Forget home cooked meals, now is the time for convenience food.
He should be looking after you not the other way round.

Hollyhead · 29/12/2019 15:35

You need to look up what amazing means and then ask him to actually be it.

platform9andthreequarters · 29/12/2019 16:46

@Yetanotherwinter ah thanks, but to be honest I don't think it's that unusual, or at least it shouldn't be.

I am surprised (and annoyed) though by the amount of friends/relatives of mine who comment that their partner hardly does any nappies. Why is that seen as okay?! Mine doesn't much now, as the toddler won't let him so it's generally easier for me to, but before he had an opinion on the matter he did at least 50% of nappies when he was at home. Often more.

An 8 day old baby doesn't need a (particularly) clean house. They need feeding, changing and cuddles. He's opting out of at least 2 of those things currently so how can you describe him as 'amazing'?!

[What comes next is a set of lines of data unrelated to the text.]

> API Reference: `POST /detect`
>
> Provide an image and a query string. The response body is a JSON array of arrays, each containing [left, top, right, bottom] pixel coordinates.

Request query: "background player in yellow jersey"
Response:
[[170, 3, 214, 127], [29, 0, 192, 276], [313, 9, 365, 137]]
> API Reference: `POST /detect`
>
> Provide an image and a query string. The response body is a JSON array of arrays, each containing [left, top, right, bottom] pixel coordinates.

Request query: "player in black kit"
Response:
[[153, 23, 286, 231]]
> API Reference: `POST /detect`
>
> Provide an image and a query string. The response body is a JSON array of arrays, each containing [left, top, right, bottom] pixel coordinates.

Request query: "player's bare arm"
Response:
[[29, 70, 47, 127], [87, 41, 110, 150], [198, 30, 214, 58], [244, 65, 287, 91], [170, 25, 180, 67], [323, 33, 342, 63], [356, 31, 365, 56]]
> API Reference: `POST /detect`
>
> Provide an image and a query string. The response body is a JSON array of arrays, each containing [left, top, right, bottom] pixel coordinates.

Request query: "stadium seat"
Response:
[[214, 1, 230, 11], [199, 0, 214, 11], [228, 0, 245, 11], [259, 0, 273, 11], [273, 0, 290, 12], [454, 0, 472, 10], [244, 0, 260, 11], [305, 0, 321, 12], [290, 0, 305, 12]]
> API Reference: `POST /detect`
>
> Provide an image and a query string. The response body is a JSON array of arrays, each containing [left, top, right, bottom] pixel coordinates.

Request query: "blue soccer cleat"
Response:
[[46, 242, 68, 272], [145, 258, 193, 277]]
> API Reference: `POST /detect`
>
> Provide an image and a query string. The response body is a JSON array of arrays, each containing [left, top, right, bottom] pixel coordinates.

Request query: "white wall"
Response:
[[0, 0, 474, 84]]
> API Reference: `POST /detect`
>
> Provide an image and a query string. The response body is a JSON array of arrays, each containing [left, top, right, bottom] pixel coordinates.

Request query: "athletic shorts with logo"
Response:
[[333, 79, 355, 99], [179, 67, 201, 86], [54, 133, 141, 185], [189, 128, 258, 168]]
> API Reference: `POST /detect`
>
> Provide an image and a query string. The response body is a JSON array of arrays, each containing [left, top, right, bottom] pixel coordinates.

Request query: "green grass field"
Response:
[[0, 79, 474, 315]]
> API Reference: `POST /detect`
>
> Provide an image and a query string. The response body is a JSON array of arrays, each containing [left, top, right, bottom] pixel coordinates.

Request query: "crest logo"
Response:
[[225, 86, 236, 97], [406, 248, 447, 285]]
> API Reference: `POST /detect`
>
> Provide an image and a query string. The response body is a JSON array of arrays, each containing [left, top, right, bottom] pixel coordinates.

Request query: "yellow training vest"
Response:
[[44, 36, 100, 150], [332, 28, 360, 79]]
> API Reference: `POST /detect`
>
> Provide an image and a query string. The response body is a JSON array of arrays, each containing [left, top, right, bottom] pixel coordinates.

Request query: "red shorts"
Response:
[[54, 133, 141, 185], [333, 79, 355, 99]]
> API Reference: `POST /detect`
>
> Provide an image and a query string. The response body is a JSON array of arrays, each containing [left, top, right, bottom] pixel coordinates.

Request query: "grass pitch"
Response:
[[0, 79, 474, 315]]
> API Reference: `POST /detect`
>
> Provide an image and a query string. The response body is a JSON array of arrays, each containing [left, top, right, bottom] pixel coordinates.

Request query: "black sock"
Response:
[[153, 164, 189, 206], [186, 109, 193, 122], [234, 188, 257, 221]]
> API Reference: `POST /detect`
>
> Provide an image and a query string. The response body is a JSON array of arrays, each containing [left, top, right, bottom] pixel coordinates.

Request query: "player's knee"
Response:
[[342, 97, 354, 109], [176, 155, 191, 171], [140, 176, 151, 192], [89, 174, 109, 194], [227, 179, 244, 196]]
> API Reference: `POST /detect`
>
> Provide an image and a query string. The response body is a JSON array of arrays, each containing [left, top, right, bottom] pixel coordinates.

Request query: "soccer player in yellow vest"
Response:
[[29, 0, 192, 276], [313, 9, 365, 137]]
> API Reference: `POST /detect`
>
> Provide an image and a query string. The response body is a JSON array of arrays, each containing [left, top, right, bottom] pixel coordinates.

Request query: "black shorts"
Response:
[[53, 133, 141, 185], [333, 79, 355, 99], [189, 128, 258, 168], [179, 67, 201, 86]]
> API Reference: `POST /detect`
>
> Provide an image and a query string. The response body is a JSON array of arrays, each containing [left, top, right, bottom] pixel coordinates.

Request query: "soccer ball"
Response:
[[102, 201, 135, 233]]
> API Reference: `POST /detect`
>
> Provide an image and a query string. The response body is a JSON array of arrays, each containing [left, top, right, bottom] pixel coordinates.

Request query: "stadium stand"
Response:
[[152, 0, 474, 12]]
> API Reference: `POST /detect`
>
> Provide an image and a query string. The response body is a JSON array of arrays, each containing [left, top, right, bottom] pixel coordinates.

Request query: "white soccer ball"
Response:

Emelene · 29/12/2019 16:49

Be kind to yourself, I found day 8 really hard. Hopefully your partner will settle down and realise he needs to step up. I'd be doing less, you need to rest too, and tell your partner really clearly what he needs to do. All the best xx

snoopy18 · 29/12/2019 16:50

You need to make your partner accountable from day one or he will get into a bad habit of not doing anything / much at all with the baby. Re in force it from day one - men struggle to bond as quick with the baby but you need to get him to start doing things.

There’s absolutely no reason why he can’t feed the baby if you’re bottle feeding and change baby nappies etc. He’s the father he needs to his bit.

A baby is a full time job / do not let him get off with the ‘I go to work card’ because he will.

This is just the beginning - you’re not a single parent and he needs to pull his weight but he won’t if you don’t make him accountable.

vivacian · 29/12/2019 17:02

In what way do you feel he is amazing with his daughter?

anothernamereally · 29/12/2019 17:12

I agree with every other poster and just wanted to add that there is often a big hormone surge around day 8 so be extra kind to yourself

BaolFan · 29/12/2019 17:35

I continue to despair at the low standards on here. So many women post that their partners are "amazing fathers". When you scratch the surface that seems to boil down to the fact that they acknowledge their kids and occasionally deign to play with them.

OP, find your backbone and your standards and get angry. Then give him both barrels. Is this what you want your DD to grow up and aspire to? A man who hasn't even changed a nappy and is complaining about being put upon? What a selfish tosser. If he can't help then he may as well pack up and fuck off somewhere else - it'll be one less person to 'Mummy'.